Il expliqua à nos deux compères la profonde malhonnêteté de leur démarche et
leur fit comprendre à quel point les conséquences de leur action pourraient compromettre leur avenir. Touchés par ces propos tout empreints de bon
sens, nos braqueurs posèrent leur fusil
et, saisis de remords, demandèrent à celui qui leur avait parlé comme un bon
père d’appeler la police afin qu’une juste punition vienne sanctionner leur
erreur. Le brave bijoutier éclata d’un bon rire. Il n’était point question de
les dénoncer ! Il voyait bien que ses propos, ayant touché les tréfonds de
leur âme pure, ils suivraient désormais le droit chemin. S’enquérant de ce qui
avait motivé l’action des deux gamins,
il fut ému par l’annonce d’une proche naissance au foyer de l’un d’eux. Choisissant
dans une vitrine deux belles gourmettes
d’or il les offrit au futur papa afin qu’il en ornât les poignets du bébé et de
sa jolie maman, le priant de passer plus tard afin d’y graver leurs prénoms.
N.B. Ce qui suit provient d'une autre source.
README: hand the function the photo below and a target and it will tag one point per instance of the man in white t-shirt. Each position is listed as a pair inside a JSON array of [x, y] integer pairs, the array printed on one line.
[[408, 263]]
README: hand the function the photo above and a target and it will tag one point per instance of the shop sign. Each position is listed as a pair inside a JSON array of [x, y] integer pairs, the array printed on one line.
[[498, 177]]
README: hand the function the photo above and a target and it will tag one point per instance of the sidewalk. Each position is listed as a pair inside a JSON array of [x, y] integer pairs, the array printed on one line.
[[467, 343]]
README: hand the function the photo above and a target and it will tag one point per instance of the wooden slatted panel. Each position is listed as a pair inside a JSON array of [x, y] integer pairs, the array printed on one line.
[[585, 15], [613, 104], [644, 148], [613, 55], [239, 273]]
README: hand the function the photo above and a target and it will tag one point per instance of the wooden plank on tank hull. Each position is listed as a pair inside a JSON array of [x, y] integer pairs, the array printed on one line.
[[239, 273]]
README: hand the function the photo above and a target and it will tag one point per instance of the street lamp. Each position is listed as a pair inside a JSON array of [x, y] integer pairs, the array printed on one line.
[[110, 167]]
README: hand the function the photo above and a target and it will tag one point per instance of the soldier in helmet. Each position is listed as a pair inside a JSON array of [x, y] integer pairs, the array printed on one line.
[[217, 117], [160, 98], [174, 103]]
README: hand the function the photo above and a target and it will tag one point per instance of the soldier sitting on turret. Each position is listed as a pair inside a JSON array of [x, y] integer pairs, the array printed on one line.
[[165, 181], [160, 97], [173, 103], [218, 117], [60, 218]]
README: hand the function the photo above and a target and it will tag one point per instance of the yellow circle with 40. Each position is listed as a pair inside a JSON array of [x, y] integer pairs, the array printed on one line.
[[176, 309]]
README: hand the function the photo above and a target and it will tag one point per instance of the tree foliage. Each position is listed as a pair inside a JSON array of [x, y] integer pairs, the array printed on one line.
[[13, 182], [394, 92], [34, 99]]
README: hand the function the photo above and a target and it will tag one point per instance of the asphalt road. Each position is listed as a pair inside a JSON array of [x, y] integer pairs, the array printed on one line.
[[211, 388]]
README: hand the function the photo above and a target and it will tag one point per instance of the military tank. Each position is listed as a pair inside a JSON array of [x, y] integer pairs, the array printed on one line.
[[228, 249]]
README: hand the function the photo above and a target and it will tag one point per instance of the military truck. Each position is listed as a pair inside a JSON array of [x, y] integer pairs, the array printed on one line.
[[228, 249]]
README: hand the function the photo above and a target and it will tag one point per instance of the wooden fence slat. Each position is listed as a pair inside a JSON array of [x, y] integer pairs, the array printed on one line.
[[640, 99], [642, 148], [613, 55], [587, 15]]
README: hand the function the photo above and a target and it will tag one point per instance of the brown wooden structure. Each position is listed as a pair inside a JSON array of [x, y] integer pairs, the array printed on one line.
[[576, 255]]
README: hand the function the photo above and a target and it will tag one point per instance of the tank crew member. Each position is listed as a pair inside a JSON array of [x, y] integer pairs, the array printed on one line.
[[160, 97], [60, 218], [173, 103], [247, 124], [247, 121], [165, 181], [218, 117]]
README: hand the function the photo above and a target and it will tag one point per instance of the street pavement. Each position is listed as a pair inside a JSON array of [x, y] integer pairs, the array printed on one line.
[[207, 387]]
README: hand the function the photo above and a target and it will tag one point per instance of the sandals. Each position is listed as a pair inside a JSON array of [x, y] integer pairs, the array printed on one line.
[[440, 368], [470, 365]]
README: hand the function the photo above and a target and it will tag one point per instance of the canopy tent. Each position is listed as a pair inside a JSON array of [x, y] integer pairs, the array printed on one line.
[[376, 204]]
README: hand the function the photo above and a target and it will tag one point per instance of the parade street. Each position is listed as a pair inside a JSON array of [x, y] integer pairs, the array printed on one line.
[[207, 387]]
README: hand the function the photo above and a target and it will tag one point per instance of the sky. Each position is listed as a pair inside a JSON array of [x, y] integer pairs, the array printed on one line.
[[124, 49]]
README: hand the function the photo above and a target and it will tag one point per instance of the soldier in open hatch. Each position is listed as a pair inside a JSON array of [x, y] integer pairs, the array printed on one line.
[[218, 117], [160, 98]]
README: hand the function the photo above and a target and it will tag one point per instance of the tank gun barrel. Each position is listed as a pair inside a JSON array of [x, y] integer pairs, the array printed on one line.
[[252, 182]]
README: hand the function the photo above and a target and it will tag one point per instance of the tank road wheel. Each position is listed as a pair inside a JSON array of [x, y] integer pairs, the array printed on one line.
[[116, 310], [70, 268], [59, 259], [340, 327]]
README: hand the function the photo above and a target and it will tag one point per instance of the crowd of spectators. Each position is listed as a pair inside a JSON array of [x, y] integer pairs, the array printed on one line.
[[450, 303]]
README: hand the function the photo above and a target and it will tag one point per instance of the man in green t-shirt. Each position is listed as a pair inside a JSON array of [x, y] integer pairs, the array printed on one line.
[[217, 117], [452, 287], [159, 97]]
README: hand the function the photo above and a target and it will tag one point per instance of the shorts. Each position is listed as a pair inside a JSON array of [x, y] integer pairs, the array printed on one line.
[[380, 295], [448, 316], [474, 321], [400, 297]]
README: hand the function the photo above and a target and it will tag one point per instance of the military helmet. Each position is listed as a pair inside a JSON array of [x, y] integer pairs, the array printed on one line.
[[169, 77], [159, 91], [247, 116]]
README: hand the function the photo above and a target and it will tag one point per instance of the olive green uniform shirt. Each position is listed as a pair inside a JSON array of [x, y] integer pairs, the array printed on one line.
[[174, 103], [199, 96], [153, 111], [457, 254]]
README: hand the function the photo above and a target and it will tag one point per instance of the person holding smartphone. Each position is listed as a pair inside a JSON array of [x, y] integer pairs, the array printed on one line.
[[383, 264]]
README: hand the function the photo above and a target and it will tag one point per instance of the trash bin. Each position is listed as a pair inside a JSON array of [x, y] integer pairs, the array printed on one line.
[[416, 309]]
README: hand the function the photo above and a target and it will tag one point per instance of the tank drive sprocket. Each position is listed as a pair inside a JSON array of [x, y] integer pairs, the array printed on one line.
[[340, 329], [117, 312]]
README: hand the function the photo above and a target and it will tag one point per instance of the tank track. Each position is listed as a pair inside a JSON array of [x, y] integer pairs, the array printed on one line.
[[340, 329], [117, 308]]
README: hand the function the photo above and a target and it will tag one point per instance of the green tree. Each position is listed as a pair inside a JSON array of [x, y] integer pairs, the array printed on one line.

De son tiroir caisse, il sortit
quelques grosses coupures qu’il remit à ces braves gamins dont il eût été heureux
et fier d’être le père.
Les deux aspirants gangsters comprirent suite à cette
édifiante aventure qu’essayer d’améliorer son sort par des moyens douteux ne
menait à rien. Ils se mirent à travailler d’arrache-pied et à militer dans un
parti de gauche afin que s’établisse en France et dans le monde entier une
société plus juste. Le succès vint bientôt couronner leurs efforts et une
nombreuse descendance qu’ils élevèrent dans l’amour du labeur et l’idéal socialiste vint bénir leurs
foyers respectifs. Le bijoutier fut naturellement choisi pour parrain de leur
premier né et une amitié quasi-filiale les unit durablement à leur bienfaiteur.
Cessons de rêver. Ça
se passe ainsi chez Walt Disney, cette vieille baderne de le grand Victor Hugo ou encore dans le monde fantasmatique
des socialistes. Hélas, nous ne vivons pas en ces lieux idylliques mais dans une France où la montée de la
violence et une justice plus « généreuse » (du moins avec certains)
qu’efficace exacerbe le ressentiment des
victimes et les pousse à des réactions moins débonnaires.